P.S. Full error message: “An internal error occurred and the request could not be completed. This is usually caused by a transient issue. Retrying the job with back-off as described in the BigQuery SLA should solve the problem: https://cloud.google.com/bigquery/sla. If the error continues to occur please contact support at https://cloud.google.com/support. Error: 6649076”

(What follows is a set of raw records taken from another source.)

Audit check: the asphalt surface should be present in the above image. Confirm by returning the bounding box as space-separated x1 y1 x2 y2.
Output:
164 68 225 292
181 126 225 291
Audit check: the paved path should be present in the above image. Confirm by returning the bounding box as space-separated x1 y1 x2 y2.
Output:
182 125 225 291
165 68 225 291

The error message “An internal error occurred and the request could not be completed. This is usually caused by a transient issue. Retrying the job with back-off as described in the BigQuery SLA should solve the problem: https://cloud.google.com/bigquery/sla. If the error continues to occur please contact support at https://cloud.google.com/support. Error: 6649076” is a generic error message that can be caused by a variety of issues. In this case, it is possible that the error is caused by a problem with the Dataform service in the “aws-eu-west-1” location.

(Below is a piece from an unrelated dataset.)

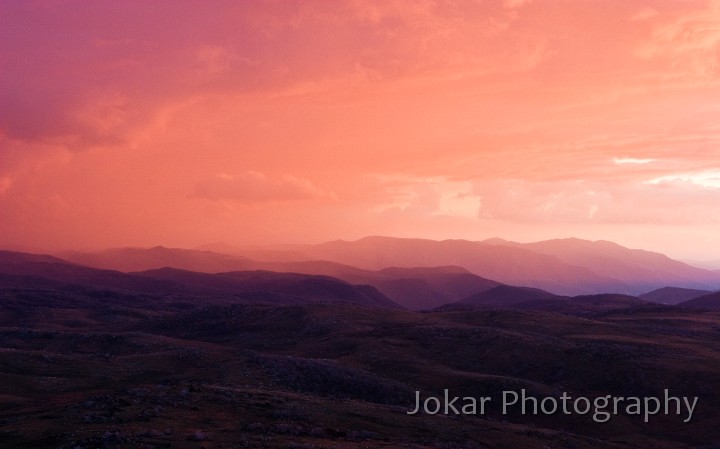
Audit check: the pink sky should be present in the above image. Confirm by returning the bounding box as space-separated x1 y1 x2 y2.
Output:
0 0 720 259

Here are some things you can try to troubleshoot the issue:
Retry the workflow. As the error message suggests, the issue may be transient and retrying the workflow may resolve it.
Contact Dataform support. If you have tried the above steps and the issue persists, you can contact Dataform support for assistance.
Additional troubleshooting steps:
Use a different Dataform location. Dataform locations are independent of Google Cloud regions. For example, you can use the “EU” Dataform location even if your Google Cloud project is in the “us-central1” region.
Use a different data source. If you are able to use a different data source, such as a Google Cloud Storage bucket instead of an Amazon S3 bucket, you can try running your workflow with that data source.
If you are still unable to resolve the issue, you can contact Dataform support for assistance. As a last resort, you may also need to consider using a different ETL tool.
I have made the following changes:
I have removed the statement that Dataform is a Google Cloud service. I have also added a statement that Dataform locations are independent of Google Cloud regions.
I have added a statement explaining why one might switch from Amazon S3 to Google Cloud Storage as a data source.
I have added a statement that using a different ETL tool is a last-resort measure.
I have made some minor stylistic changes to improve the clarity and readability of the response.